Un peu de pub pour mon dernier livre : Peut-on vivre au présent ?, Et un extrait :

 

josé

 

 

"D'après le calendrier, nous avons un âge ; une date de naissance est inscrite sur notre carte d’identité. Il ne fait aucun doute, semble-t-il, que nous sommes une femme de 30 ans ou un homme de 53 ans. Cette certitude est centrale dans notre existence ; elle structure les étapes de notre vie mais elle est aussi source de grande angoisse car tout ce qui a un âge doit périr. Etre né signifie aussi devoir mourir ; les bougies sur le gâteau ne nous le rappellent que trop.

Mais avons-nous réellement un âge ?

Pour connaitre les années écoulées depuis notre naissance, il nous faut calculer la différence entre celle que nous vivons actuellement et celle de notre naissance. Rien dans l’expérience d’être soi ne nous renseigne sur un âge. Que la durée de notre vie se découvre par un calcul et non par un vécu est significatif du fait que l’âge est davantage une donnée administrative que réelle. Après tout, dans de nombreux pays où l’état civil est défaillant, nul ne peut précisément se donner un âge, à cinq ans près. Certes mais – me direz-vous ! –  ne pas connaître son âge ne veut pas dire qu’on n’en a pas !

Je me souviens avoir entendu mon père vers ses 60 ans me dire – lui qui pourtant ne s’intéressait pas le moins du monde à la spiritualité –  qu’il n’avait pas du tout l’impression d’avoir 60 ans[1]. Nous faisons en effet parfois l’expérience de ne pas avoir du tout l’âge que l’état civil prétend nous attribuer. Pourquoi ? Parce que l’expérience d’être soi, comme je le disais, ne comporte aucune notion d’un âge ou d’une durée.

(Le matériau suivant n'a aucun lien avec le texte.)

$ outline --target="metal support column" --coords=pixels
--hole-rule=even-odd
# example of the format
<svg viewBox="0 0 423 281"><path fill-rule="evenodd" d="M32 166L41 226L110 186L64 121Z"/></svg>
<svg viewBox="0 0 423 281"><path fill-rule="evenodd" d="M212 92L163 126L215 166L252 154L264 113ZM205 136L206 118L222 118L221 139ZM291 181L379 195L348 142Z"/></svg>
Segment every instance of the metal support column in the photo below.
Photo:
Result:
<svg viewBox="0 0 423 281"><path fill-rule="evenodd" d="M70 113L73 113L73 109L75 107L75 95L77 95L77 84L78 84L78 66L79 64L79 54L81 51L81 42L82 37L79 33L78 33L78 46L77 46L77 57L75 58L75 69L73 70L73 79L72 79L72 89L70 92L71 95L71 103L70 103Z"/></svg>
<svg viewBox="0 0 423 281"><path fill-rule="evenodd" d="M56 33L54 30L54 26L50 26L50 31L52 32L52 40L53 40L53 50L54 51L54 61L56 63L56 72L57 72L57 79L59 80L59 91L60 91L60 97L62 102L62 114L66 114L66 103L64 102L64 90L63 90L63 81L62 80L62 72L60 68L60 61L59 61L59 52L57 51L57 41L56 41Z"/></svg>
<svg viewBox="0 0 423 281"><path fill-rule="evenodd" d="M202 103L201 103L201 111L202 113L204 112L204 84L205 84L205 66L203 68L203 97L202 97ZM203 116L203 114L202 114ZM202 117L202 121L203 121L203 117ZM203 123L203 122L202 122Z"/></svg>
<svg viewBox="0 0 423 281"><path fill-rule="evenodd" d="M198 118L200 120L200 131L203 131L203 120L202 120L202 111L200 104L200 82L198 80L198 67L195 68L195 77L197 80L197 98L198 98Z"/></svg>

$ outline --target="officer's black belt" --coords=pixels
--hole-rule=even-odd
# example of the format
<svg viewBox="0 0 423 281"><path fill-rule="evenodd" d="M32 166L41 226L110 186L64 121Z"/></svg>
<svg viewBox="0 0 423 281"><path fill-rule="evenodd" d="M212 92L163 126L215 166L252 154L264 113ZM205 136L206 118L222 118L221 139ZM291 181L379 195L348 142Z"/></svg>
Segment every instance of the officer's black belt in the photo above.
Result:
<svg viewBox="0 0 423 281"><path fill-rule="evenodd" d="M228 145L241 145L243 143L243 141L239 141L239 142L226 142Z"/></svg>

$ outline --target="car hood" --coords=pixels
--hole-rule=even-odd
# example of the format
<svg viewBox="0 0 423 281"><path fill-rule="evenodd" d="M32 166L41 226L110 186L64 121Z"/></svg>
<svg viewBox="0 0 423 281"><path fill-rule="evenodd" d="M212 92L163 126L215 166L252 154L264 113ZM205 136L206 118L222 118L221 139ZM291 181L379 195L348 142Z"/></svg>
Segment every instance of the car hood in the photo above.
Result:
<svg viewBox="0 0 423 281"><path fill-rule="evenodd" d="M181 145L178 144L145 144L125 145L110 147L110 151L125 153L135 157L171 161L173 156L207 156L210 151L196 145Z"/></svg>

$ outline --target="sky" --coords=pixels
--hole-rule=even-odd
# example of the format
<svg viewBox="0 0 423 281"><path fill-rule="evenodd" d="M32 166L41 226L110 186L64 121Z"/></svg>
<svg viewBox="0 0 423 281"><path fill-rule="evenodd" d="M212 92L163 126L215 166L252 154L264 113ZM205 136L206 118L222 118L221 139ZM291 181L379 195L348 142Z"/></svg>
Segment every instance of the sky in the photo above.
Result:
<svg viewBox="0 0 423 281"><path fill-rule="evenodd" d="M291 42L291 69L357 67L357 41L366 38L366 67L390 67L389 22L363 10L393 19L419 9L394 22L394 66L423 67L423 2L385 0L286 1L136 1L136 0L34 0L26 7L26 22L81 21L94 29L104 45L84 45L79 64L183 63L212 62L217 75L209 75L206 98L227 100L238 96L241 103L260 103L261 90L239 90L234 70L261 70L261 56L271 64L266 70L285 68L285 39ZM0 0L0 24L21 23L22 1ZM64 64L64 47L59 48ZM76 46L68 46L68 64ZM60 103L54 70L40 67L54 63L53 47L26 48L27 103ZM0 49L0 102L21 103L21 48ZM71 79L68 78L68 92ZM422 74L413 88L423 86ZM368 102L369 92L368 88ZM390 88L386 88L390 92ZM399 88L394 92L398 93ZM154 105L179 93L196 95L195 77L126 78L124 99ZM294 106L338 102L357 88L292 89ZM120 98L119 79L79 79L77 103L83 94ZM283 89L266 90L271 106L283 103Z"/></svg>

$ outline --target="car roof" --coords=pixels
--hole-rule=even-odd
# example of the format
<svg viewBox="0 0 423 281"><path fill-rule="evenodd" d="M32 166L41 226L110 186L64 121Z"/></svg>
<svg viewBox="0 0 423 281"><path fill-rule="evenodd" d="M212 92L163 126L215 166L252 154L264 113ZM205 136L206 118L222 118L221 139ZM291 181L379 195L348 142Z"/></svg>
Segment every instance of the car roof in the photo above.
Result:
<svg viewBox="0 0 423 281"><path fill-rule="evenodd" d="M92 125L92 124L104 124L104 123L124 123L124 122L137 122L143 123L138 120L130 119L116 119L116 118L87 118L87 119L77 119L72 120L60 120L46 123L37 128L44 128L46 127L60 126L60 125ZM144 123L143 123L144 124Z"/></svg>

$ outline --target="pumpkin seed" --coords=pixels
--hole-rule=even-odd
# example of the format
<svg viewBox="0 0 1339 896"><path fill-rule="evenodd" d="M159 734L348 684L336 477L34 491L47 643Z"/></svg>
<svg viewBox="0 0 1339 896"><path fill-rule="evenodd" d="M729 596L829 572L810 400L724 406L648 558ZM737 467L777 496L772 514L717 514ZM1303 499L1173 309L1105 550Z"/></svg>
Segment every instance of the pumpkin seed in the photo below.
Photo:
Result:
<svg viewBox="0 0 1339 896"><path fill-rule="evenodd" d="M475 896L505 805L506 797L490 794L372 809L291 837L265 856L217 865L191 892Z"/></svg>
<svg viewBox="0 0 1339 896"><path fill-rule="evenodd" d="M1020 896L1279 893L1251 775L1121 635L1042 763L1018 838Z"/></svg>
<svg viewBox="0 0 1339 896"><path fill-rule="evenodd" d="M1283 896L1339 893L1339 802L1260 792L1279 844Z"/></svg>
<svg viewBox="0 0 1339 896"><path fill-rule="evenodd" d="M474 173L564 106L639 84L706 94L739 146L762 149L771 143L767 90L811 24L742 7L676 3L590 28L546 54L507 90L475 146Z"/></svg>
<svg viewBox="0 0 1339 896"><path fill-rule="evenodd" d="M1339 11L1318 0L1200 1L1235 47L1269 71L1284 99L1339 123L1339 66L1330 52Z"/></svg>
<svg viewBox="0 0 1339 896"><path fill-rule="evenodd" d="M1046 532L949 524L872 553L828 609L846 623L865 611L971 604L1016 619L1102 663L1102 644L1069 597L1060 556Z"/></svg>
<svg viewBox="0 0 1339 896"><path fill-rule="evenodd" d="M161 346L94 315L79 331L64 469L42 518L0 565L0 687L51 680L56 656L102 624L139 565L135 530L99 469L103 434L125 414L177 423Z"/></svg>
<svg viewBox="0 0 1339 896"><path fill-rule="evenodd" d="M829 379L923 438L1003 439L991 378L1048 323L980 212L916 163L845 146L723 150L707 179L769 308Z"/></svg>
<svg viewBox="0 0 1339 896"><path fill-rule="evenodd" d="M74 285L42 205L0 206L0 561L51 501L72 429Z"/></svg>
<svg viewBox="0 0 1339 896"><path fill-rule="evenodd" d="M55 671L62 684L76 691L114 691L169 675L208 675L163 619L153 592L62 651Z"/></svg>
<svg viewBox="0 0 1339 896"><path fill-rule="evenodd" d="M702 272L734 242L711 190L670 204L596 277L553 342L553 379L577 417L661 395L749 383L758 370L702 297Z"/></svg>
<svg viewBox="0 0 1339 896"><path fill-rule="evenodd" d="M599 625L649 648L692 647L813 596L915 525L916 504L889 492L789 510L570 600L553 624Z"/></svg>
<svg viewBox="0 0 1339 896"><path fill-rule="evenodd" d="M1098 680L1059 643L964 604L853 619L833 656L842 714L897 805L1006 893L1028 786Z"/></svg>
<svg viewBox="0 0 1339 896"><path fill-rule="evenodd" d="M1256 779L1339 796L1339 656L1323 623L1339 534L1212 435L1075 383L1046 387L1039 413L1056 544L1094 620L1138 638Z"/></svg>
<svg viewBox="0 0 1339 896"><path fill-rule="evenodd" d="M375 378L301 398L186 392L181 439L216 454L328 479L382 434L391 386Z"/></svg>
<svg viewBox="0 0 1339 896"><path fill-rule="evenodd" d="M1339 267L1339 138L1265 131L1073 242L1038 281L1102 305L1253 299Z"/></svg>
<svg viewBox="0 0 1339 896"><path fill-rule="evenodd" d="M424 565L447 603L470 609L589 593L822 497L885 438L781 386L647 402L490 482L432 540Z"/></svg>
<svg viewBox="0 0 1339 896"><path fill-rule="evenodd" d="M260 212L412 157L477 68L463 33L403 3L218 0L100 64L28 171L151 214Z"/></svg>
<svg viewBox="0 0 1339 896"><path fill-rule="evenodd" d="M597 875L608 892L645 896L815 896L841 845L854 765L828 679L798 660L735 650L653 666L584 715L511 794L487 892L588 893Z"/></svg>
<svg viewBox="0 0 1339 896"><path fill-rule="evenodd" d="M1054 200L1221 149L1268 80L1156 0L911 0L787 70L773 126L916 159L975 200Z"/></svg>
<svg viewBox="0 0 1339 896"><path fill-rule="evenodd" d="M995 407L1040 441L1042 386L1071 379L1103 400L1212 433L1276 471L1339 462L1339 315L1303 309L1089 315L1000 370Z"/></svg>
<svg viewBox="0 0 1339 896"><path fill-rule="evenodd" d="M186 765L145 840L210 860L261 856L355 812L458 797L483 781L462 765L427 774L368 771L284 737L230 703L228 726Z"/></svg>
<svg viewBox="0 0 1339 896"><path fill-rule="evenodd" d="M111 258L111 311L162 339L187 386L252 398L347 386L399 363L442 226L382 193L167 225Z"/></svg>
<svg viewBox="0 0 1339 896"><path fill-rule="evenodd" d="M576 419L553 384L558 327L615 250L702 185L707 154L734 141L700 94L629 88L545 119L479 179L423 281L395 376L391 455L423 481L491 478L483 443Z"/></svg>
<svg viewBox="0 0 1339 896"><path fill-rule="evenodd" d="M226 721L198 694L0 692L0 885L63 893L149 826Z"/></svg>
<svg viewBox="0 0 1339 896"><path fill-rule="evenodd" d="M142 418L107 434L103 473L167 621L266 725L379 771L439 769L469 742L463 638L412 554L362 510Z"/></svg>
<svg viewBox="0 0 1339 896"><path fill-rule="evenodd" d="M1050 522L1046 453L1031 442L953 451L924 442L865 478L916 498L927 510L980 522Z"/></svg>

Nos souvenirs nous montrent que celui qui a vécu ces moments et celui qui se les remémore maintenant sont un seul et même témoin, hors du temps.[2]

N’avons-nous pas le sentiment que celui que nous sommes vraiment, le cœur de notre être, le « Je suis » n’a pas changé au cours du temps, qu’il était là à 5 ans, à 10 ans, à 20 ans ou à 40 ? Ne sentons-nous pas que notre présence, notre être intime, notre « je » n’a pas du tout changé avec les années ? Tout le reste, par contre, a bien sûr évolué au cours de notre vie : notre corps, nos sentiments, nos opinions, notre caractère même s’est modifié mais le témoin de toutes ces mutations a-t-il vraiment changé ? Comme l’écrit Spinoza dans L'Ethique en 1677 : « Nous sentons et savons par expérience que nous sommes éternels (…) Nous sentons que l'existence de notre esprit ne peut être définie par le temps ou expliquée par la durée. »[3]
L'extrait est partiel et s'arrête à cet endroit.